Hari ini, saya mengambil artikel
Jumat berjudul “Peran Seorang Guru” yang ditulis oleh Prof. Dr. H. Sofyan Sauri,
M.pd. Isi dari artikel itu bercerita mengenai apa itu guru dan bagaimana guru
pada zaman Rasullulah dan kejayaan Islam. Setidaknya ada tiga macam arti kata
guru dalam islam, yaitu murrabi, mu’alim, dan mu’addib. Kata murrabi mempunyai
arti pemeliharan baik fisik maupun spiritualitas. Mu’alim adalah kata lain dari
makna pengajaran. Sedangkan mu’adib adalah prilaku yang dibentuk (karakter).

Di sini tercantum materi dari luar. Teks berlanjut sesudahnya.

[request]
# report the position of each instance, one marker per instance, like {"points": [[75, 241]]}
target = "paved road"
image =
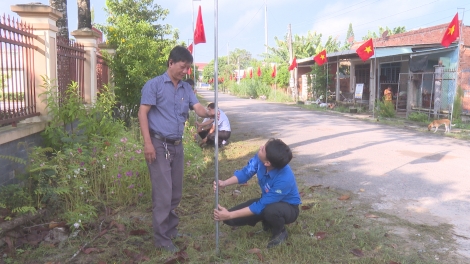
{"points": [[422, 177]]}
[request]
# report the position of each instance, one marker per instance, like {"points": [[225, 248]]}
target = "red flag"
{"points": [[320, 58], [190, 48], [366, 50], [293, 65], [452, 32], [199, 35]]}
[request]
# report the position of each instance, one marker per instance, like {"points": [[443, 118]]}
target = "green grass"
{"points": [[344, 222], [126, 230]]}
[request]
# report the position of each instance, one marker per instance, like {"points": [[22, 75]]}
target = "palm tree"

Dalam artikel ini juga dijelaskan,
kurang lebih, bahwa guru haruslah menyadarkan dan mendekatkan peserta didik kepada
Allah Swt, tidak hanya aspek pengetahuan saja yang dibagun tapi aspek akhlak
dan keterampilan juga perlu diperhatikan.
Keutamaan seorang guru dijelaskan
dalam ayat Al-Quran yang berbunyi:
“Dialah yang telah mengutus seorag
rasul dari kalangan mereka ke tengah umat yang ummi yang membacakan kepada
mereka tentang kitab dan hikamah padahal mereka sebeumnya ada pada kesesatan yang
nyata”
Rujukan utama pendidikan islam adalah
pada zaman nabi. Ketika nabi dengan luar biasa mengubah kebiasaan masyarakat
jahiliyah arab menjadi masyrakat yang cerdas dan berfikir cemerlang. Nabi
adalah guru dari segala guru: Maha guru. Tentu menjadi teladan kita sebgai
umatnya, apalagi yang menempuh kuliah di bidang pendidikan atau yang
bercita-cita menjadi pendidik.
Hal tersebut disokong dengan
pernyataan seorang ahli pendidikan An-Nahlaui yang menjelaskan mengenai sifat
seorang guru. Pertama, harus Rabbani. Kedua, harus mensempurnakan sifat
Rabbaniyah. Ketiga, mengajarkan ilmu dengan sabar. Keempat, memiliki kejujuran.
Kelima, harus berpengetahuan luas. Keenam, harus cerdik dan terampil. Ketujuh,
harus mampu bersikap tegas. Kedelapan, harus memahami sikap anak didik.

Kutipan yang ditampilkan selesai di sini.